Today we’re pleased to announce the beta release of Raspberry Pi Connect: a secure and easy-to-use way to access your Raspberry Pi remotely, from anywhere on the planet, using just a web browser.
It’s often extremely useful to be able to access your Raspberry Pi’s desktop remotely. There are a number of technologies which can be used to do this, including VNC, and of course the X protocol itself. But they can be hard to configure, particularly when you are attempting to access a machine on a different local network; and of course with the transition to Wayland in Raspberry Pi OS Bookworm, classic X remote desktop support is no longer available.
We wanted to be able to provide you with this functionality with our usual “it just works” approach. Enter Raspberry Pi Connect.
Gordon Hollingworth
Pi Connect uses WebRTC, and a daemon running on your Pi listens for incoming screensharing requests from the Raspberry Pi website to connect the VNC server on your Pi to the VNC client running in your browser. The service is in beta, it’s free, but the one major downside is that for now, there’s only one TURN server for this service, located in the UK, but they might set up more of them if demand is high enough.
If you want to try this service on your own Pi running Raspberry Pi OS, you’re going to need to be using a Raspberry Pi 5, 4, or 400, using the latest version of the operating system running Wayland. Update your operating system, install the rpi-connect package, reboot, and you’re good to go.
So it’s free “at the moment” using the closed server infrastructure in the UK. I’ll give it a try, but if it’s not “free forever as in free beer” I might as well stick with something like NoMachine.
cpcf,
I realize how futile it is to complain about this now, but I do find it regrettable that the internet and software ended up evolving without global end to end connectivity during it’s growth phase. This wasn’t always the case, in the 90s it was normal to have computers directly routeable on the internet. Popular applications like quake supported this without any other dependencies. Of course IPv4 was a connectivity catastrophe waiting to happen. Now everything is designed around centralized services and I don’t see any going back even if IPv4 could be displaced today. The tech giants and game publishers are simply not interested in designing technology that takes their servers out of the loop.

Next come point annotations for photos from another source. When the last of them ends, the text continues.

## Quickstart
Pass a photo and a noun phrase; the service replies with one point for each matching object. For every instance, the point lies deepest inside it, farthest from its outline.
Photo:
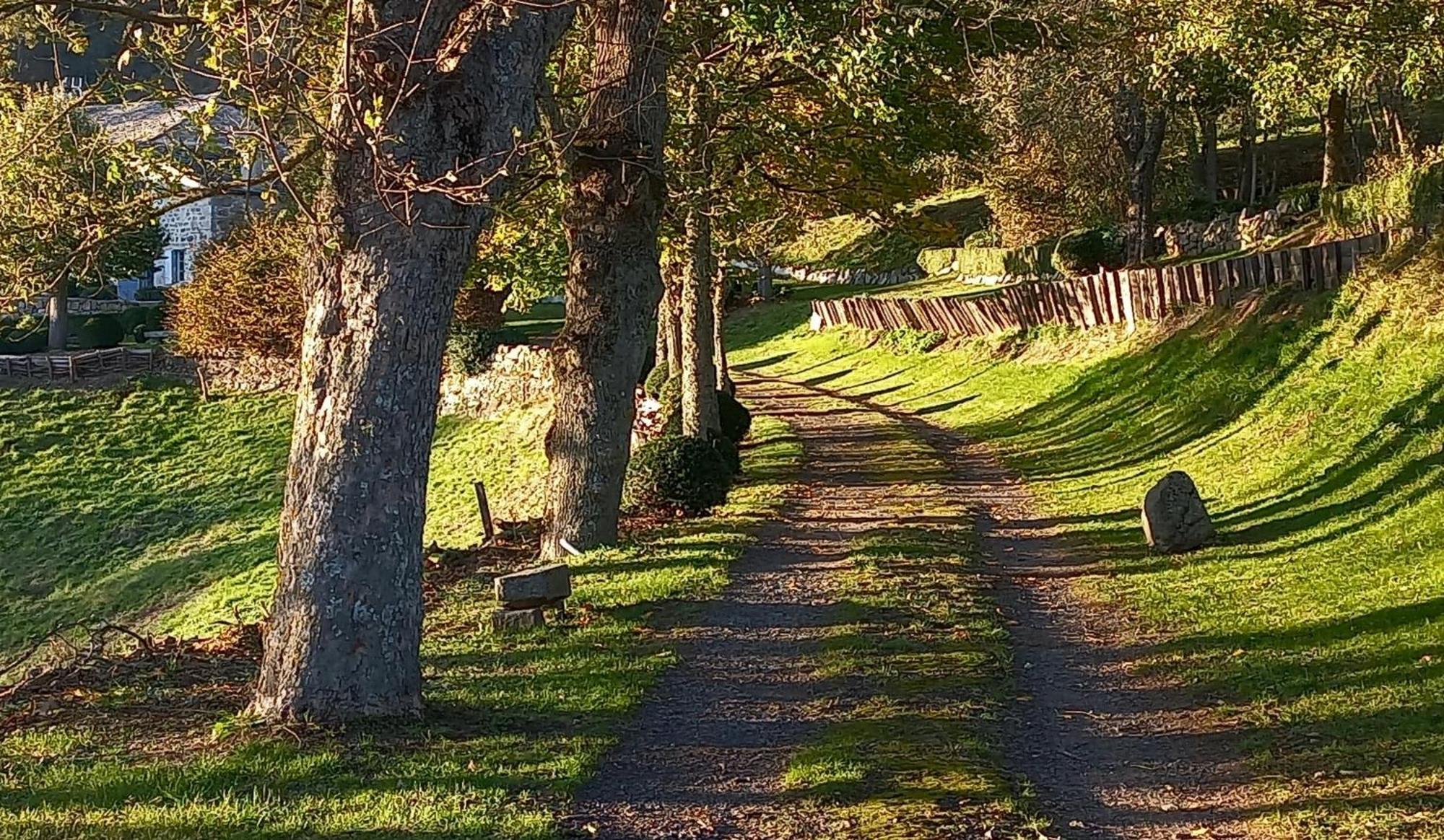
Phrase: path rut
(1108, 753)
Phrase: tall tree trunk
(724, 382)
(700, 379)
(1248, 155)
(58, 312)
(1140, 135)
(1209, 157)
(344, 639)
(617, 194)
(1336, 139)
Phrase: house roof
(152, 121)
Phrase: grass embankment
(1315, 429)
(858, 242)
(918, 757)
(116, 526)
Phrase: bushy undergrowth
(678, 473)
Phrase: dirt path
(1108, 753)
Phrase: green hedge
(1029, 261)
(1413, 197)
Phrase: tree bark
(724, 382)
(58, 312)
(344, 637)
(614, 209)
(1140, 135)
(1209, 157)
(1248, 155)
(1336, 139)
(700, 379)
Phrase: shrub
(470, 349)
(138, 321)
(730, 454)
(246, 294)
(27, 336)
(656, 382)
(99, 331)
(736, 419)
(1087, 250)
(678, 474)
(1410, 197)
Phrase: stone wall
(519, 376)
(1224, 235)
(850, 276)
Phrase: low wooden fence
(82, 366)
(1126, 297)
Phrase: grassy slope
(1316, 432)
(118, 504)
(853, 242)
(515, 724)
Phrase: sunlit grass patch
(1315, 426)
(513, 724)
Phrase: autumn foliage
(246, 297)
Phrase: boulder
(1175, 517)
(534, 588)
(506, 621)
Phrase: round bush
(656, 382)
(27, 336)
(99, 331)
(730, 454)
(1087, 250)
(246, 295)
(737, 421)
(678, 474)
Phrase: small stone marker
(529, 588)
(516, 620)
(1175, 517)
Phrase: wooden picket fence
(74, 367)
(1126, 297)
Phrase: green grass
(513, 724)
(919, 756)
(149, 503)
(539, 323)
(1315, 429)
(856, 242)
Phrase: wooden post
(489, 530)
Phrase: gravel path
(1110, 753)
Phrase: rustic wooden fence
(1126, 297)
(82, 366)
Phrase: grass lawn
(544, 321)
(1315, 429)
(152, 504)
(513, 724)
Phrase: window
(177, 266)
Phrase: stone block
(1175, 517)
(535, 587)
(506, 621)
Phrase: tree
(614, 206)
(421, 112)
(73, 203)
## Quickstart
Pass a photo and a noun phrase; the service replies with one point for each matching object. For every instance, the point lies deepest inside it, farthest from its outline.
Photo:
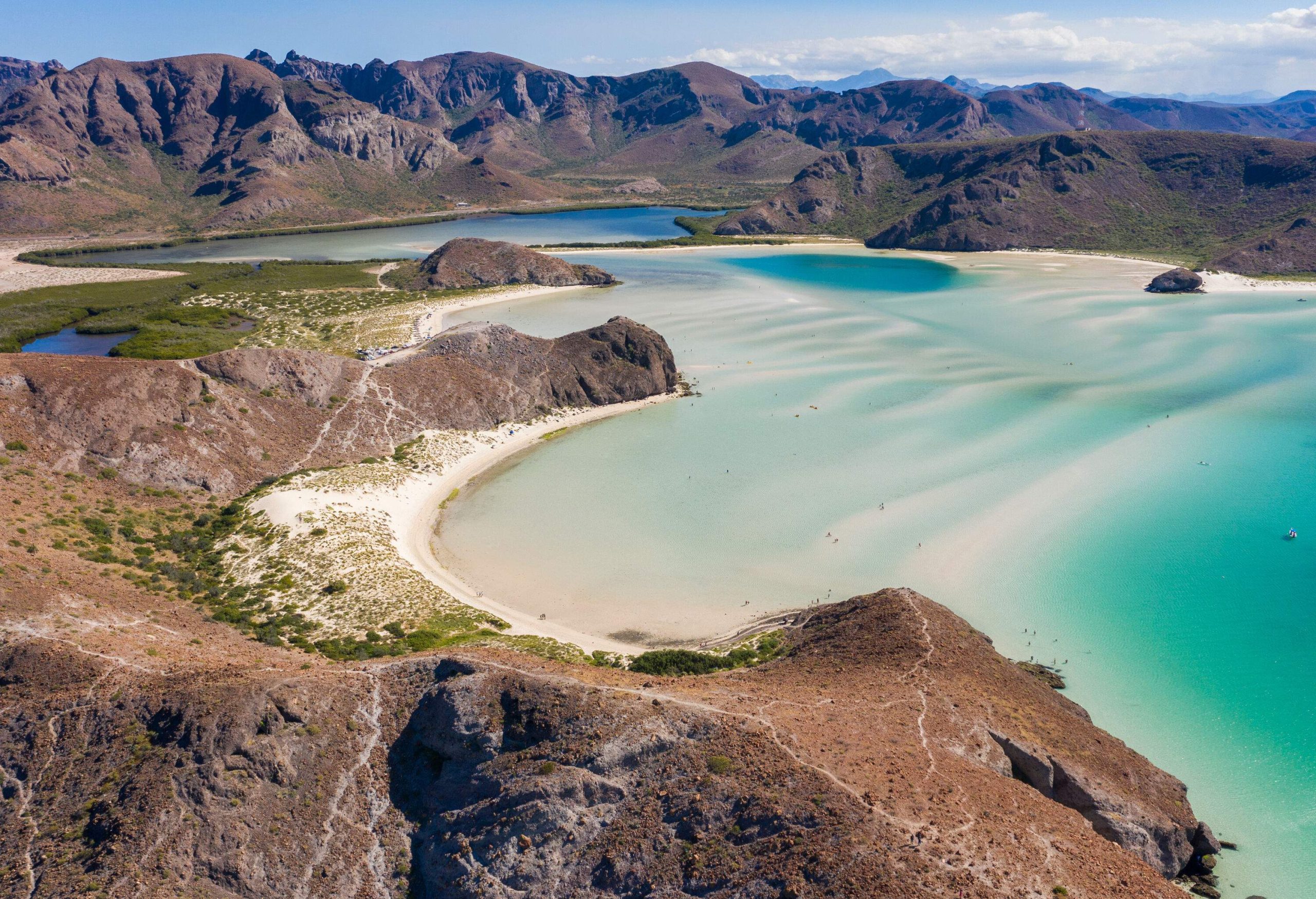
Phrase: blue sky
(1115, 45)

I do my best to avoid centralized services for the networks I manage, but for the public at large I’m afraid it is a lost cause. Our tech giants would really need to push this but their business interests simply don’t align with end to end connectivity.
It’s a kludge, relying on a third party service to get around NAT.
Much better to give it a routable IPv6 address and dynamic dns if necessary, then you can use whatever technology (vnc, ssh etc) to reach it.
bert64,
You’re right that it’s a kludge, and I strongly prefer directly connecting to devices too using ssh/vnc/etc. But the kludge exists because the whole internet is a kludge. NAT is terrible, but then I don’t have a choice of service providers to avoid it. If I want IPv6, I need to route that over an IPv4 connection via a VPN to a 3rd party service provider (ie hurricane electric) because I can’t get it locally. Damn monopolies!
Even if I had ipv6, android’s stack is incomplete and lacks dhcp6, which means I cannot subnet my own /64 IPv6 block without once again resorting to NAT, which is beyond stupid! That’s 18446744073709551616 IPv6 addresses that cannot be subnetted because some google engineer wants to play network admin dictator. He’s personally responsible for holding back corporate IPv6 adoption in favor of IPv4 for over a decade.
https://issuetracker.google.com/issues/36949085
It’s so stupid. No other platform has this problem: ios, mac, windows, linux….what an ass.
Anyway I got sidetracked You’re absolutely right about kludges but they exist because our technology stack is such a mess when we peek under the hood, haha.